When protections outlive their purpose — a lesson on managing defense systems at scale

Summary

GitHub Engineering's public post-mortem on a quiet-but-sustained false-positive class: legitimate logged-out users browsing GitHub hitting "Too many requests" errors during normal activity. Root cause was a set of protection rules added during past abuse incidents that had been left in place after the threat pattern evolved — emergency mitigations that accumulated into permanent technical debt. Rules combined composite signals (industry-standard fingerprinting fused with platform-specific business logic) to distinguish abuse from legitimate traffic: 0.5–0.9 % of fingerprint-matching requests also matched business-logic rules and were blocked 100 % of the time, producing a fleet-wide false-positive rate of ~0.003–0.004 % of total traffic (3–4 requests per 100 K). Investigation had to trace blocked requests across multiple infrastructure layers (edge → application → service → backend), each with different log schemas, before identifying which layer actually made the block decision. Remediation: audit and remove stale mitigations, keep ones still matching ongoing threats, and structurally commit to lifecycle management — treat incident mitigations as temporary by default, make permanence require an intentional decision, and put post-incident evaluation of emergency controls on a recurring cadence. No fleet-scale numbers for the remediation itself (how many rules were audited, how many removed, pre/post false-positive rate) — the post is a public acknowledgement + structural commitment, not a quantified-outcome retrospective.

Key takeaways

  • The failure class is not the original mitigation — it's the absence of a sunset. "Protection rules added during past abuse incidents had been left in place. These rules were based on patterns that had been strongly associated with abusive traffic when they were created. The problem is that those same patterns were also matching some logged-out requests from legitimate clients." Every individual mitigation was correct when added; the structural gap is that none of them had an expiration date, owner, or post-incident review trigger. (Source: article § What we found)

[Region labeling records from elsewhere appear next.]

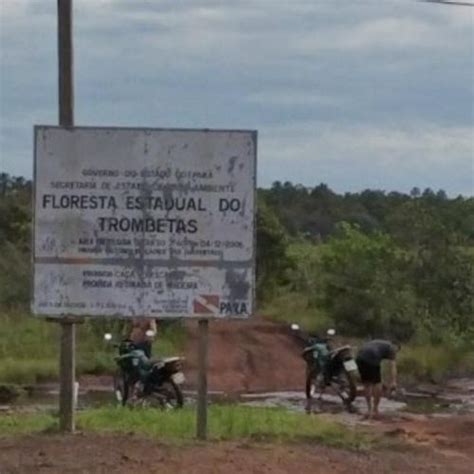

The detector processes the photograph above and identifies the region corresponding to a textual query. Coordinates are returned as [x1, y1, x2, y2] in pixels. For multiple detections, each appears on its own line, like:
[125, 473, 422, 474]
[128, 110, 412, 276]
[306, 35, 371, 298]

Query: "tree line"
[0, 173, 474, 340]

  • Composite signals filter false positives from themselves — but don't eliminate them. The blocks combined industry-standard fingerprinting with GitHub-specific business-logic rules. "Among requests that matched the suspicious fingerprints, only about 0.5–0.9 % were actually blocked; specifically, those that also triggered the business-logic rules. Requests that matched both criteria were blocked 100 % of the time." The composite design is why the FP rate is small (≈3–4 per 100 K total traffic, not per 100 K fingerprint matches) — but it does not make FP management optional, because even rare FPs at GitHub scale mean real users on a bookmarked URL hit the block wall during ordinary browsing. (Source: article § What we found + charts 2, 3, 4)

  • Emergency-response-time decisions are correct at the moment of the incident and wrong later. "During active incidents, you need to respond quickly, and you accept some tradeoffs to keep the service available. The mitigations are correct and necessary at that moment. Those emergency controls don't age well as threat patterns evolve and legitimate tools and usage change." The frame is explicitly time-bounded decision quality — a mitigation that was net-positive on day one becomes net-negative after the threat evolves and the legitimate-traffic population shifts to overlap with the fingerprint. (Source: article § introduction + § lifecycle diagram)

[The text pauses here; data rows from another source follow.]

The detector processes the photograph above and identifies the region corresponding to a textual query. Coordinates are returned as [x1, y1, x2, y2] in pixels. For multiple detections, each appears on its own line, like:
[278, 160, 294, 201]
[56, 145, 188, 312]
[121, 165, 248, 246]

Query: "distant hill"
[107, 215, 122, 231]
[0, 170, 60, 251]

  • Multi-layer protection architecture is a prerequisite for defense but a cost-multiplier for investigation. GitHub's stack layers defenses at edge, application, service, backend — each with protection mechanisms (DDoS protection, rate limits, authentication, access controls) and different log schemas. Any of these layers can be the one that blocks a specific request; tracing which layer made the call requires correlating logs across all of them. "Maintaining comprehensive visibility into what's actually blocking requests and where is essential." Observability of the defense layers is as load-bearing as observability of the features. (Source: article § Tracing through the stack + infrastructure diagram)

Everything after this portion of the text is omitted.